Closed mn-tk closed 2 years ago
Thanks for looking carefully! I could not find any obvious code differences in the bnlearn code that could result in the difference. All the input parameters are the same, and there are also no differences in the example data. I did however see an differences deeper in the code of pgmpy. In the hillclimbsearch.py, line 318, the edges are differently created for some reason.
I stripped down the entire code to these few lines of pgmpy.
import bnlearn as bn
print(bn.__version__)
from pgmpy.estimators import BicScore
from pgmpy.estimators import HillClimbSearch
df = bn.import_example('sprinkler')
scoring_method = BicScore(df)
model = HillClimbSearch(df)
best_model = model.estimate(scoring_method=scoring_method, tabu_length=100, epsilon=0.0001, max_iter=1000000, fixed_edges=set(), show_progress=False)
print(best_model.edges())
Thus Im not sure why the differences occur, I only see that they seem to happened deeper in the code of pgmpy.

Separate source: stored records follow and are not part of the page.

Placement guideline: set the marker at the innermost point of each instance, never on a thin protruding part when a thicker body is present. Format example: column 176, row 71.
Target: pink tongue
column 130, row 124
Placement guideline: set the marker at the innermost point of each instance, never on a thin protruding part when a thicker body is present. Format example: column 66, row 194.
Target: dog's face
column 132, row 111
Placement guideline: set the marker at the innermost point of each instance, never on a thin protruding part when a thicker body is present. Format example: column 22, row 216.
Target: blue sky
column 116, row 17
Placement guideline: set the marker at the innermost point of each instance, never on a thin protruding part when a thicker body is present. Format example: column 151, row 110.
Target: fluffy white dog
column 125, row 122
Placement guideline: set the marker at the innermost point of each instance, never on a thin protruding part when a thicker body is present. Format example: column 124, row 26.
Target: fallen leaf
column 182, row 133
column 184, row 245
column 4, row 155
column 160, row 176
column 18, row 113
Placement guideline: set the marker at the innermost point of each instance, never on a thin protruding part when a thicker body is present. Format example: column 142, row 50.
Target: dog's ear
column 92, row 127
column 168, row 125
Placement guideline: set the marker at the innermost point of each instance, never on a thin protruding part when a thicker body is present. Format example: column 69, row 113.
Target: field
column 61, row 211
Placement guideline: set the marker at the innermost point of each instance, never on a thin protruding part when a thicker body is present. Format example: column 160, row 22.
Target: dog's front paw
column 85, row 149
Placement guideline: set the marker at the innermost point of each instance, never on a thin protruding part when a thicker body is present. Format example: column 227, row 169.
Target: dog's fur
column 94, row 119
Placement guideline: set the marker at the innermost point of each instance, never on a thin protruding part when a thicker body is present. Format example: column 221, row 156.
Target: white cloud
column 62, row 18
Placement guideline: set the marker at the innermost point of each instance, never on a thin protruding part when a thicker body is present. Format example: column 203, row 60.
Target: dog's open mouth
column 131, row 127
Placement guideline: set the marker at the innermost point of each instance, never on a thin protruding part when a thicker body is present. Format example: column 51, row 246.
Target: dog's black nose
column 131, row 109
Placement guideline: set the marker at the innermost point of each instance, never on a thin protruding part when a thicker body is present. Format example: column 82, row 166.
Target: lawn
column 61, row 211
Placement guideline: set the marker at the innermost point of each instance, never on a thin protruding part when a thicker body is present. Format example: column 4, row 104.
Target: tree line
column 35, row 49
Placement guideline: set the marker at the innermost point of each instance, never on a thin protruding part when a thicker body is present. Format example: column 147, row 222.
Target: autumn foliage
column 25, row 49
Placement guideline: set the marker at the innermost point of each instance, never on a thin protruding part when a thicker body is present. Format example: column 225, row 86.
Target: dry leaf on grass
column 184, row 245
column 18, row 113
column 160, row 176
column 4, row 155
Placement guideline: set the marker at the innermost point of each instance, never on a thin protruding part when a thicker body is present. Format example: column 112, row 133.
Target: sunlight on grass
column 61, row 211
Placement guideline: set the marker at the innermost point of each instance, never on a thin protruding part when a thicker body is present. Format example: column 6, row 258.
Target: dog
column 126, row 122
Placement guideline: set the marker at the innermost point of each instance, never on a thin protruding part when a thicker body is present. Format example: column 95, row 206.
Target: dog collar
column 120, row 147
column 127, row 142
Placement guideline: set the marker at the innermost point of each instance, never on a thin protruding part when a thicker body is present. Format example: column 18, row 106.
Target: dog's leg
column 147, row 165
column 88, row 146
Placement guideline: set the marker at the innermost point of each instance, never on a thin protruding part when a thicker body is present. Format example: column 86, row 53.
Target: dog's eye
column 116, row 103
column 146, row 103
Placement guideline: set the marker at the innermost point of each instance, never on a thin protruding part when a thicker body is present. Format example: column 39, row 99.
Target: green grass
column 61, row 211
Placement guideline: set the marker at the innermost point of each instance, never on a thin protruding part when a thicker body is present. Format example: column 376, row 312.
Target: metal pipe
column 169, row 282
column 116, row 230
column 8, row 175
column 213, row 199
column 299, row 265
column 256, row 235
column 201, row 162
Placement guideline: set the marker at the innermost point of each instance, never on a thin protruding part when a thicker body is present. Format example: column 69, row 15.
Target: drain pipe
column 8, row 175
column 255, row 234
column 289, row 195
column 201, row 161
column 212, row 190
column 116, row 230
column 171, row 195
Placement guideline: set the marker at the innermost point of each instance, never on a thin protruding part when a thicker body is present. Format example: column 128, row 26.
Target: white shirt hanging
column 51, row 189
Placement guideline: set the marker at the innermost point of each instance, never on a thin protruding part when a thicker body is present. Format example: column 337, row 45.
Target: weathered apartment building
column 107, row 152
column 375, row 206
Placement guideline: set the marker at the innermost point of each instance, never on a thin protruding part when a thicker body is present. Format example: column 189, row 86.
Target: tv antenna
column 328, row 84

It took a while to figure this out.
The HillClimbSearch iteratively makes an operation on the DAG and updates the score. First, a Set is created from potential_new_edges in _legal_operations() and is then returned together with the score_delta. The following step is that the function estimate() computes the score_delta to determine the best_operation.
Here comes the reason for this issue; (1) The _legal_operations() uses a Set for which the order is not pre-defined and also changes for each Python run (check this note https://docs.python.org/3/reference/datamodel.html#object.__hash__), and (2) Multiple edges exists with exactly the same (maximum) score_delta. Because of points 1 and 2 together, each time you run the code, different operations can be used to iteratively build the DAG, and thus with different outcomes.
If the sprinkler example would have contained a larger DAG, (more nodes or states), then HillClimbSearch may not result in exactly the same maximum score_delta values for different edges. However, this is still one of the 2 points that create the difference.
The bottom line is; this issue is not a bug. It simply finds exactly the same scores for edges together with Python functionality that handles the ordering. This would also explain that different systems, notebooks, versions, or simply runs can result in differences.
If there are any other questions regarding this issue, let me know.
Currently, when I ran bnlearn.ipynb in Colab with bnlearn==0.5.1 and pgmpy==0.1.17 (https://colab.research.google.com/github/erdogant/bnlearn/blob/master/notebooks/bnlearn.ipynb) The edge of "Sprinkler"-"Cloudy" and the edge of "Cloudy"-"Rain" are opposite to the tutrial results.
Forthermore I ran bnlearn.ipynb in Colab with bnlearn==0.4.11 and pgmpy==0.1.17 as well, and the results were the same as the tutrial results.
Why do the results change due to the upgrade of bnlearn?